Für Erdogan passt Ünsals Erlebnis zu einer Botschaft, die er derzeit bei Reden im ganzen Land verkündet: Der Westen unterstützt Terrorgruppen, hält der Türkei aber gleichzeitig Vorträge über das Thema Menschenrechte. Erst am Wochenende hatte Erdogan geklagt, nach der Militärintervention im syrischen Afrin seien türkische Soldaten dort auf Fluchttunnel gestoßen, die von der syrisch-kurdischen Miliz YPG angelegt worden seien. Der Zement für diese Tunnel sei vom französischen Konzern Lafarge gekommen, sagte Erdogan: Da die YPG der syrische Ableger der PKK ist, stellt der Zement für Erdogan seien weiteren Beweis für die westliche Parteinahme zugunsten kurdischer Extremisten dar.

Erdogan bezeichnet Anschlag von Münster vorschnell als Folge westlicher Hilfe für Terroristen

Der nachsichtige Umgang der deutschen Behörden mit der auch in der Bundesrepublik verbotenen PKK ist schon lange ein Ärgernis für Ankara. Regelmäßig protestiert die türkische Regierung dagegen, dass PKK-Anhänger in Deutschland ungestört für ihre Ziele werben können. Immer wieder schießt der türkische Präsident im Eifer des rhetorischen Gefechts allerdings weit über das Ziel hinaus. Wenige Stunden nach dem Anschlag von Münster am Wochenende zog Erdogan die Gewalttat als Beleg dafür heran, dass der Westen den Terror nähre und deshalb von Terroristen heimgesucht werde. Dabei hat er es insbesondere auf Frankreich abgesehen, das eine Truppenentsendung nach Syrien zur Stabilisierung der YPG-Gebiete angedeutet hat.

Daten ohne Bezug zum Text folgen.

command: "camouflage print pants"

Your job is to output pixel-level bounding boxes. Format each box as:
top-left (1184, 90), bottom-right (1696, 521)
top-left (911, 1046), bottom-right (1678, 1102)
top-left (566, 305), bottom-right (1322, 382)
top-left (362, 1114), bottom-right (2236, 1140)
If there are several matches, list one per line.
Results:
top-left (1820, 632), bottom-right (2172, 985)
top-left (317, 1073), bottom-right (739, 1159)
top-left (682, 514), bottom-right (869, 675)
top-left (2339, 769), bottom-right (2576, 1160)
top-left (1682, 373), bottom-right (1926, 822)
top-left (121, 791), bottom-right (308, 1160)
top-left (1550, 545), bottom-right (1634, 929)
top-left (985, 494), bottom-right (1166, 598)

„Ihr seht doch, was die Terroristen in Deutschland angerichtet haben“, sagte Erdogan im westtürkischen Denizli mit Blick auf die Gewalt in Münster. „Dasselbe wird in Frankreich passieren. Der Westen wird der Geißel des Terrors nicht entgehen.“ Kurz darauf stellte sich heraus, dass die Tat in Münster nichts mit Terrorismus zu tun hatte.